Detrás de cada actividad existe una enorme tarea de organización que se sostiene exclusivamente gracias a la solidaridad de la comunidad.
“No somos una fundación y no tenemos ayuda fija. Todo lo hacemos a pulmón. Organizamos zumba solidaria, cortes de pelo solidarios, animaciones para jardines, eventos barriales y distintas actividades para conseguir alimentos y donaciones”.
Fernando destacó que el motor principal de la organización son los jóvenes que la integran.
“Lo más lindo es que ellos mismos proponen ideas. Tenemos estudiantes, cocineros, peluqueros, deportistas y trabajadores. Cada uno aporta lo que sabe para ayudar a los demás”.
La tarea diaria también les permite observar de cerca las dificultades que atraviesan muchas familias tucumanas.
“La necesidad aumentó muchísimo. Antes veías dos o tres chicos necesitando ayuda en una cuadra y hoy encontrás siete o más. Eso lo vemos cada vez que recorremos los barrios”.
Según explicó, los pedidos de asistencia llegan todos los días desde distintos puntos de la provincia.
“Hay familias que necesitan alimentos, ropa, medicamentos o simplemente una oportunidad para salir adelante. Todos los días recibimos mensajes pidiendo ayuda”.
Sin embargo, el objetivo del Merendero Móvil va más allá de la asistencia inmediata. La organización busca generar herramientas para que las personas puedan construir un futuro mejor.
“Nosotros tenemos una frase que nos identifica: ayudamos dos veces y la tercera llevamos una herramienta de trabajo”.

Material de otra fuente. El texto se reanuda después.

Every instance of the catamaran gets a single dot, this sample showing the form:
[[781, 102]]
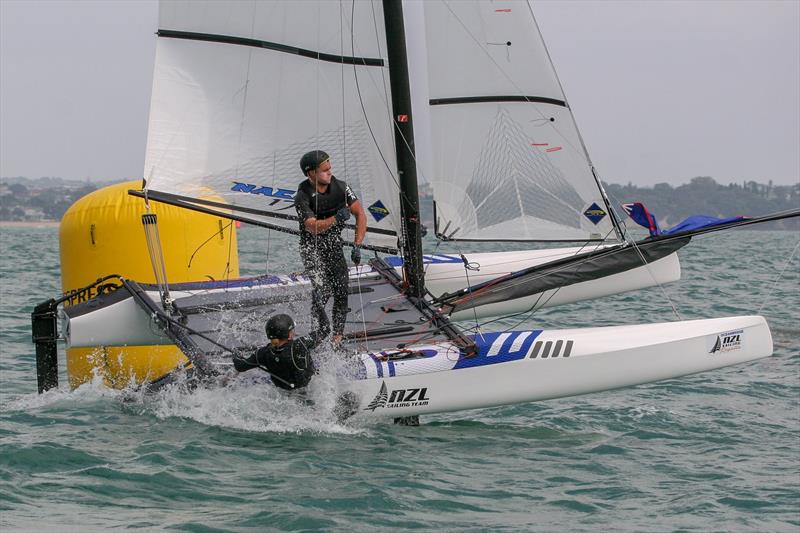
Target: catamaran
[[242, 89]]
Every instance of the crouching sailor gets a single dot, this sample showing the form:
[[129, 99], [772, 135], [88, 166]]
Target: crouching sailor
[[287, 360]]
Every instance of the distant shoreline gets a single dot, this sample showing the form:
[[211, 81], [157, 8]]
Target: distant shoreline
[[29, 223]]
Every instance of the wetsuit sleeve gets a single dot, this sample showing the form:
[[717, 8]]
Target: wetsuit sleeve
[[302, 203], [312, 340], [243, 364], [349, 196]]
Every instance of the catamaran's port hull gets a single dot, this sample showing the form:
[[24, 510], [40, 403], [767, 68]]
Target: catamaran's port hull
[[516, 367], [121, 322]]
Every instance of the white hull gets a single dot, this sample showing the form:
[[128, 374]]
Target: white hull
[[125, 324], [599, 359]]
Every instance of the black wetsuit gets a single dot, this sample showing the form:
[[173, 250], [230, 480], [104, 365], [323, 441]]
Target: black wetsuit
[[322, 254], [290, 364]]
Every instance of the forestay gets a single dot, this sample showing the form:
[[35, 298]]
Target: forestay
[[509, 163], [242, 89]]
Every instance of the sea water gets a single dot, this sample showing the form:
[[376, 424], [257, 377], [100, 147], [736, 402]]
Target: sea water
[[715, 451]]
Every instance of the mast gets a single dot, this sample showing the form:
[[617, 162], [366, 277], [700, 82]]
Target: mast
[[404, 145]]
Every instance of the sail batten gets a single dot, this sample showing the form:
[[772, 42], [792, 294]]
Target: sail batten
[[232, 39], [496, 98], [509, 163]]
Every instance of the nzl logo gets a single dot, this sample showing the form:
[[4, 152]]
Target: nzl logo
[[279, 194], [398, 398], [727, 342]]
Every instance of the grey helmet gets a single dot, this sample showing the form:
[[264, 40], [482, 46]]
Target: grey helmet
[[312, 160], [279, 326]]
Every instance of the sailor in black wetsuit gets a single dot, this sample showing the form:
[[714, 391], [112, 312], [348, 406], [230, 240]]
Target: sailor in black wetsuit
[[324, 204], [288, 360]]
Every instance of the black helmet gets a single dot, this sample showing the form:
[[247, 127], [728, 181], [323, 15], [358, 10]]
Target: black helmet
[[279, 326], [312, 160]]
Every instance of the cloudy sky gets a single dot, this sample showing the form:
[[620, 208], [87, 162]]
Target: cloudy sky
[[662, 91]]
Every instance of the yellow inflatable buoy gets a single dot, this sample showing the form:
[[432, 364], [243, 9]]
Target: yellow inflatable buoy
[[102, 234]]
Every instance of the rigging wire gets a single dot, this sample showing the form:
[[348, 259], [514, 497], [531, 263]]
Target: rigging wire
[[344, 151], [777, 279]]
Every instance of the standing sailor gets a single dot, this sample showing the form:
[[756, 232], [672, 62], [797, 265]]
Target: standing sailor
[[324, 204]]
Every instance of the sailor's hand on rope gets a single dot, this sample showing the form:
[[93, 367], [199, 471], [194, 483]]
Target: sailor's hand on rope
[[343, 215], [355, 255]]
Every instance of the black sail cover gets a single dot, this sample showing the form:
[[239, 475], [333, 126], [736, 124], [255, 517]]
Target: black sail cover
[[562, 273]]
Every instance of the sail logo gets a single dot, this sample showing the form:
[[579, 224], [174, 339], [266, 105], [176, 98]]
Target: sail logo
[[728, 341], [398, 398], [272, 192], [594, 213], [378, 211]]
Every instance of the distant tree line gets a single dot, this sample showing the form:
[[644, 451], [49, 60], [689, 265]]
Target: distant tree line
[[49, 198], [32, 202], [704, 196]]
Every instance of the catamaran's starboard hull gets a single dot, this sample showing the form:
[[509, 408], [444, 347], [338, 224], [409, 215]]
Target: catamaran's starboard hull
[[515, 367], [119, 321]]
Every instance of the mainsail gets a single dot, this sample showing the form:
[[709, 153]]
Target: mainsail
[[509, 163], [242, 89]]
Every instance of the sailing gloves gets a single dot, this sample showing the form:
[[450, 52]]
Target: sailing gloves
[[343, 215]]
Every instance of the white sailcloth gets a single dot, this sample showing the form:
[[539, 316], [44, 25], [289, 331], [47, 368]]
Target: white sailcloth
[[242, 89], [509, 163]]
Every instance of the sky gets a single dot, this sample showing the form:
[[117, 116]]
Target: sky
[[662, 91]]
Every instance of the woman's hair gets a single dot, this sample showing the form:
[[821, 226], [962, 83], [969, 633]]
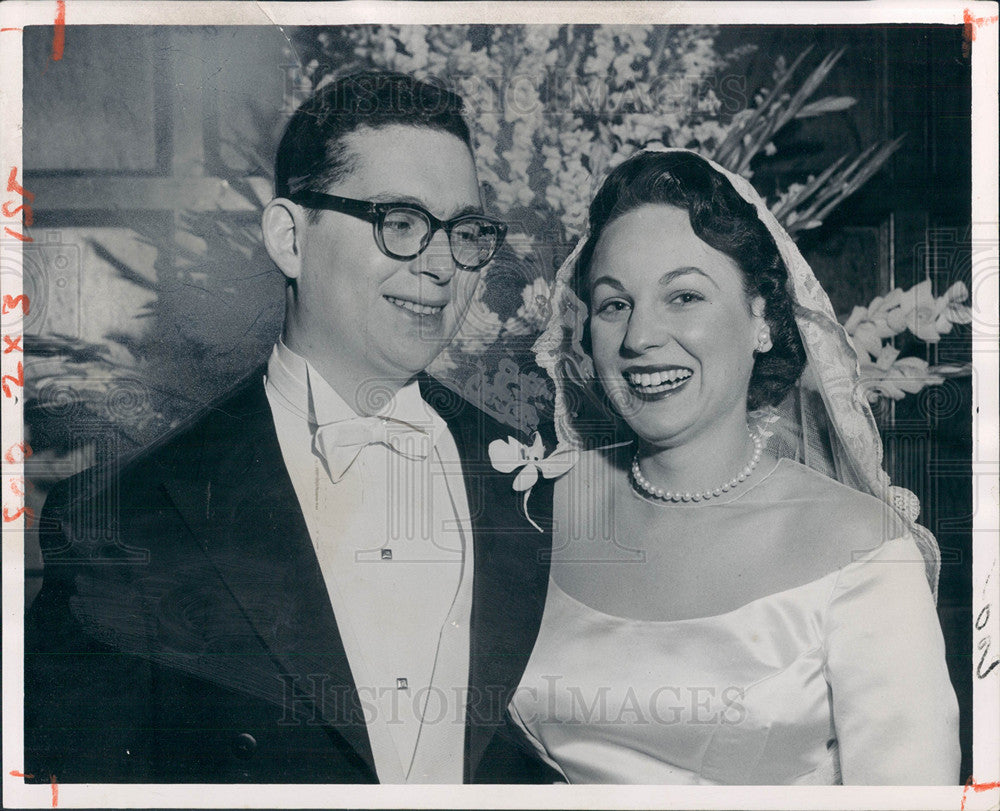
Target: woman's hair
[[722, 219]]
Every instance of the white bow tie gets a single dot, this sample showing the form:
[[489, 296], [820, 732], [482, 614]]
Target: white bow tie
[[340, 443]]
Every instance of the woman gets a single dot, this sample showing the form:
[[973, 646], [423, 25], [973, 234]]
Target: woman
[[719, 612]]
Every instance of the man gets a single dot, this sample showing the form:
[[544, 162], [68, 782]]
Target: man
[[323, 579]]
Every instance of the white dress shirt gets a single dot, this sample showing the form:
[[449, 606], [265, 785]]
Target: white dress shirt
[[394, 543]]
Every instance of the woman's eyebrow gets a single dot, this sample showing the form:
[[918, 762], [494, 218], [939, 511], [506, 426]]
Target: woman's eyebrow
[[610, 281], [669, 276]]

A partir de esa filosofía impulsan emprendimientos familiares, capacitaciones y acompañamiento para quienes buscan generar ingresos propios.
“No queremos que la ayuda sea solamente recibir algo. Queremos que las personas tengan oportunidades y puedan salir adelante por sus propios medios”.
A lo largo de estos años, el grupo acompañó historias que dejaron huellas profundas entre sus integrantes.
“Nos tocó ayudar a personas que habían sido olvidadas por todos. Cuando ves que alguien logra recuperarse o volver a empezar, entendés que todo el esfuerzo vale la pena”.
Pese al crecimiento de la organización, la falta de movilidad continúa siendo uno de los principales desafíos.
“Muchas veces necesitamos camionetas o vehículos para trasladar alimentos, ropa y materiales. Es una de las cosas que más nos cuesta”.
A pocos días de cumplir siete años de actividad, Fernando agradeció a quienes colaboran permanentemente con el proyecto y renovó la invitación para que más tucumanos se sumen.
“Nosotros sólo somos un puente entre quienes quieren ayudar y quienes necesitan esa ayuda. Gracias a la solidaridad de muchísima gente pudimos sostener este trabajo durante todos estos años”.
Quienes deseen colaborar con el Merendero Móvil Caminito de Luz pueden comunicarse al
381 622-4670, seguir sus actividades en
Facebook e
Instagram: Merendero Caminito de Luz, o realizar aportes al alias
merendero.movil10.
Antes de despedirse, Fernando dejó una reflexión que resume el espíritu que impulsa a los más de 80 jóvenes que forman parte del proyecto.
“La solidaridad sigue existiendo. Todos los días encontramos personas dispuestas a ayudar. Cuando nos unimos para hacer algo por los demás, realmente podemos cambiar vidas”.